Even The Guardian, bastion of all things liberal, can't trash it.
https://www.theguardian.com/books/20...holland-review

From one of the reviews:

"Over and over again he shows that ideas we consider to be "self-evident" (to use the words of the framers of the US Constitution) are actually nothing of the sort - they are deeply rooted in Christian theology. The idea of fundamental human rights based on the fact that we are all humans and therefore all equal - which we assume almost without thinking - are shown to be based on Christian ideals and utterly alien to pre-Christian cultures like the Persians, Greeks and Romans. Even concepts such as revolutions, reform, championing the poor, the weak and the sick or the coming dawn of a new perfected age are shown to have intrincisally Christian foundations. Paradoxically, Holland shows secularism, humanism and agnosticism also all have their deeper roots in purely Christian concepts.

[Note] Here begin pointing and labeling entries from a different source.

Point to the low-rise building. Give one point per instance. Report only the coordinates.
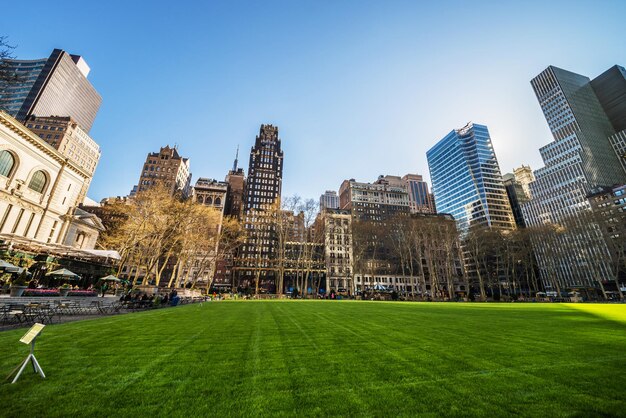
(166, 168)
(64, 134)
(40, 190)
(338, 243)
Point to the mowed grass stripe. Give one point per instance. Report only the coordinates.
(328, 358)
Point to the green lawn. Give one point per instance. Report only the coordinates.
(327, 358)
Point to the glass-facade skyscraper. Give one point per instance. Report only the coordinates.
(53, 86)
(466, 179)
(582, 115)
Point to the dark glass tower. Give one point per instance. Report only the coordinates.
(53, 86)
(584, 116)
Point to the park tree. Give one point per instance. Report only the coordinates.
(8, 76)
(155, 229)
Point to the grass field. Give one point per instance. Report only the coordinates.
(327, 358)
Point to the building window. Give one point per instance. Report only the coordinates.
(7, 161)
(38, 182)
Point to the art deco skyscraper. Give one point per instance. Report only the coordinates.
(265, 172)
(53, 86)
(263, 187)
(466, 179)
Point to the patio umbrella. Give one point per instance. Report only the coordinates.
(110, 278)
(8, 267)
(65, 273)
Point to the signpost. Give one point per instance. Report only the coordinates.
(29, 338)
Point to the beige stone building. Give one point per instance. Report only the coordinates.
(337, 226)
(524, 176)
(64, 134)
(40, 190)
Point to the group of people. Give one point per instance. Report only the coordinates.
(155, 300)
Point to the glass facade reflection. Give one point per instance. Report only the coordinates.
(466, 179)
(54, 86)
(582, 115)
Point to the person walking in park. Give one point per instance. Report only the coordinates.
(104, 289)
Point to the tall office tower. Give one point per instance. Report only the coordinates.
(53, 86)
(376, 201)
(466, 179)
(64, 134)
(329, 200)
(420, 200)
(524, 176)
(582, 116)
(263, 187)
(265, 172)
(610, 87)
(236, 181)
(166, 168)
(517, 195)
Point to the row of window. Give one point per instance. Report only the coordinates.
(38, 181)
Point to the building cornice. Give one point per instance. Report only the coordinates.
(15, 126)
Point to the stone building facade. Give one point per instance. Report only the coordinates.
(56, 85)
(64, 134)
(337, 224)
(167, 168)
(40, 190)
(376, 201)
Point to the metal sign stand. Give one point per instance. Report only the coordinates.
(30, 337)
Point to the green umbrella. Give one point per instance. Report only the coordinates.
(65, 273)
(8, 267)
(111, 278)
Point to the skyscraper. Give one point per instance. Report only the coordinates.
(582, 115)
(377, 201)
(329, 200)
(53, 86)
(420, 200)
(262, 195)
(265, 172)
(466, 179)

That paradox will mean this book will be vigorously rejected by many - probably precisely the audience who most needs to grasp its thesis, given the appalling historical illiteracy of most of the vehement advocates of stridently anti-theistic atheism. That the religion that has dominated the western worlds will have a fundamental influence on our culture is a concept that should be so clearly evident that it barely needs saying. That Holland has had to say it tells us something about our culture's historical myopia. And that he has said it with such verve, eloquence, wit and insight is to our benefit and his credit. This is an excellent book."

----------


## Ygorcs

Wow, from the reviews this book sounds like a most interesting and especially necessary one (at this age of ideological rants disguised as historical knowledge).

----------


## dominique_nuit

In a similar vein, I would recommend Larry Siedentop, "Inventing the Individual: The Origins of Western Liberalism" ---> again, crediting Christianity with so much that is distinctive about the West

https://www.amazon.com/gp/product/06...?ie=UTF8&psc=1

But for my money, I think Christopher Dawson is very hard to top on all such "meta" historical questions

----------